Using regex to match string between two strings while excluding strings

Tola Odejayi picture Tola Odejayi · Jan 2, 2010 · Viewed 15.1k times · Source

Following on from a previous question in which I asked:

How can I use a regular expression to match text that is between two strings, where those two strings are themselves enclosed two other strings, with any amount of text between the inner and outer enclosing strings?

I got this answer:

/outer-start.*?inner-start(.*?)inner-end.*?outer-end/

I would now like to know how to exclude certain strings from the text between the outer enclosing strings and the inner enclosing strings.

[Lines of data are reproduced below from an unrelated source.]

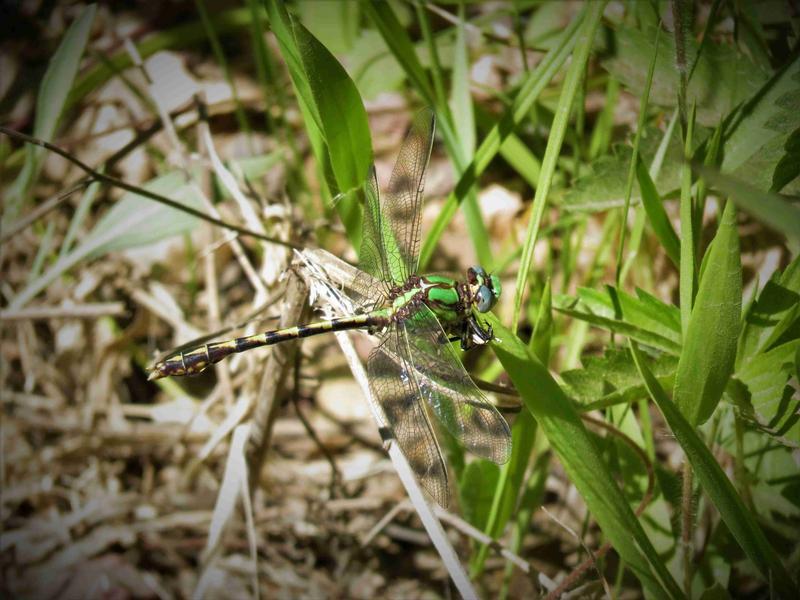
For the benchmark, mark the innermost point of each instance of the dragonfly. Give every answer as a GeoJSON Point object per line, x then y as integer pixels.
{"type": "Point", "coordinates": [414, 371]}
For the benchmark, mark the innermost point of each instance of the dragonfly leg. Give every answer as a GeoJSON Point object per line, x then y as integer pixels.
{"type": "Point", "coordinates": [474, 334]}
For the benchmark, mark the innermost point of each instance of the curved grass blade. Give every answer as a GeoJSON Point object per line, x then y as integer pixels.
{"type": "Point", "coordinates": [557, 132]}
{"type": "Point", "coordinates": [737, 517]}
{"type": "Point", "coordinates": [50, 104]}
{"type": "Point", "coordinates": [529, 91]}
{"type": "Point", "coordinates": [581, 458]}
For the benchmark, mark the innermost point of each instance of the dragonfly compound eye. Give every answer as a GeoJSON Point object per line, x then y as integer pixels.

For example, if I have this text:

outer-start some text inner-start text-that-i-want inner-end some more text outer-end

I would like 'some text' and 'some more text' not to contain the word 'unwanted'.

In other words, this is OK:

outer-start some wanted text inner-start text-that-i-want inner-end some more wanted text outer-end

But this is not OK:

outer-start some unwanted text inner-start text-that-i-want inner-end some more unwanted text outer-end

Or to explain further, the expression between outer and inner delimiters in the previous answer above should exclude the word 'unwanted'.

Is this easy to match using regexes?

Answer

Roger Pate picture Roger Pate · Jan 3, 2010

Replace the first and last (but not the middle) .*? with (?:(?!unwanted).)*?. (Where (?:...) is a non-capturing group, and (?!...) is a negative lookahead.)

However, this quickly ends up with corner cases and caveats in any real (instead of example) use, and if you would ask about what you're really doing (with real examples, even if they're simplified, instead of made up examples), you'll likely get better answers.